Inventory your emergency resources.
It is highly likely that you will face hurdles in the first 10% of a project that can throw everything off track. A partner fails to deliver by a drop-dead date. A key team member leaves. A piece of the project turns out to be far more complicated or time consuming than you could have anticipated. A source of support or mentoring disappears. It affects you more than you think it might because you haven’t had a chance to build momentum yet.
When that happens, you need backup, emergency resources. Protect yourself: create an inventory of “In Case of Emergency Break Glass” resources available to you.
What do they look like? People who could help out in pinch, experts you could call on for a quick consult to help you resolve a problem, or even some extra cash.
Having these resources identified in advance gives you reserve strength and can save time and stress if surprises strike.
Set big daily and weekly goals.
Any project plan should include a handful of big milestones and regular monthly goals or checkpoints. If you’ve read a few of my posts, you also believe in the power of weekly goals when you’re trying to accomplish anything important, especially with a team.
But in the first 10% of a project, weekly goals are even more critical.

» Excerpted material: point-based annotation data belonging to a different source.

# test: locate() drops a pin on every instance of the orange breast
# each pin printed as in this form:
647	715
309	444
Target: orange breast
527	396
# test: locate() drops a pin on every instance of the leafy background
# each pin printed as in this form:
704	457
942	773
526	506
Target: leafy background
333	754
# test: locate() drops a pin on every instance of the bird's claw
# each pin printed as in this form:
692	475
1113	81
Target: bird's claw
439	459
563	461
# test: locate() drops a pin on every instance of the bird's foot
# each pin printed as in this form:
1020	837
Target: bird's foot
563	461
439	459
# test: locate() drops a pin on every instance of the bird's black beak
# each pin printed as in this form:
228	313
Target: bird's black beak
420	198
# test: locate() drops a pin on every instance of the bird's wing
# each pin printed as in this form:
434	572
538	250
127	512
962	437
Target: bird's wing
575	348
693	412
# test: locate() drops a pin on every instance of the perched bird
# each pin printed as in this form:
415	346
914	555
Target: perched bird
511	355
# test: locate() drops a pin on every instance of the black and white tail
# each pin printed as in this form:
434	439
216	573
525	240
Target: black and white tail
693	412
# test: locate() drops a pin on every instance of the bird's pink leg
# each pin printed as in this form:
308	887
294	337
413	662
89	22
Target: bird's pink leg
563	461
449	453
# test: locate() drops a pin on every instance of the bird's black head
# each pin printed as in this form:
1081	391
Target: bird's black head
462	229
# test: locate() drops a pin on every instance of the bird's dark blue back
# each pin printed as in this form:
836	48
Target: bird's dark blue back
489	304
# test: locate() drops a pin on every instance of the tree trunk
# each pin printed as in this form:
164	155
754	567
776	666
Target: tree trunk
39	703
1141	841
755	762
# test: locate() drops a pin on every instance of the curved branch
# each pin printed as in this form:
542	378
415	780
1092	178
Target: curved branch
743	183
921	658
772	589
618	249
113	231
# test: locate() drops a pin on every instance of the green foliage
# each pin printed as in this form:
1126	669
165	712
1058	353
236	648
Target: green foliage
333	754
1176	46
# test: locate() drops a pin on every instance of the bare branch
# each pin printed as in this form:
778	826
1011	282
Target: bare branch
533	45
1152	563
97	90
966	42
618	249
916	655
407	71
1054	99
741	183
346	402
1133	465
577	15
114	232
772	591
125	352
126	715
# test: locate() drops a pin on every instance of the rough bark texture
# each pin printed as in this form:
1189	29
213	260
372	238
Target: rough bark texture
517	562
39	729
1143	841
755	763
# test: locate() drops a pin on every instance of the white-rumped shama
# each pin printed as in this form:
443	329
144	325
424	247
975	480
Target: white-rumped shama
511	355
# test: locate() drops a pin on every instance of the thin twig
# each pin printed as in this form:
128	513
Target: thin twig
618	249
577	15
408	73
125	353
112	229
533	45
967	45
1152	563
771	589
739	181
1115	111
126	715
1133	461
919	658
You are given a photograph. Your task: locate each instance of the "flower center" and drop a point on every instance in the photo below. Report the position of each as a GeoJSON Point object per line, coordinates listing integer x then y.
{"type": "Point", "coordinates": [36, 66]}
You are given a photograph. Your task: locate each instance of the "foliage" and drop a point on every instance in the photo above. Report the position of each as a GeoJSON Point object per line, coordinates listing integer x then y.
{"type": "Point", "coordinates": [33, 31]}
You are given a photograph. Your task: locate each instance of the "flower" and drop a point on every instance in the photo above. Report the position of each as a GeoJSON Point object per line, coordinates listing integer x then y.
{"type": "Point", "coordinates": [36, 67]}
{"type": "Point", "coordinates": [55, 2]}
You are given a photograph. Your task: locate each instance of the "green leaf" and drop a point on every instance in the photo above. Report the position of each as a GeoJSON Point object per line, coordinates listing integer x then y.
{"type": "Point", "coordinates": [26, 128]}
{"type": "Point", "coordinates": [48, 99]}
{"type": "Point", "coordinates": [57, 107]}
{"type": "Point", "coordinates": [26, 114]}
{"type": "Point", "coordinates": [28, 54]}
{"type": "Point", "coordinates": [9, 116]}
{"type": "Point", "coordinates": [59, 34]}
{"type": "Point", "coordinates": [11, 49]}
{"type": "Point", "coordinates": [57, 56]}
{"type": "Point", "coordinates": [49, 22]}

And for many projects you should break it down even further into daily activity goals. You need an activity blitz to generate momentum.
You can’t leave anything to chance. You are building new patterns of work. You are overcoming friction. You, and your team if it’s a team project, need to shift in order to make the project a priority. And you need to track your progress so that you know whether or not this is happening.
Don’t take the first 10% for granted. Be organized, get it done, get your project off to a solid start.
The payoff when we are rigorous, even maniacal, about the first 10% of a project is that we build the momentum we need to carry us over all the bumps and hurdles to come as the project continues.
Give yourself the gift of a powerful launch.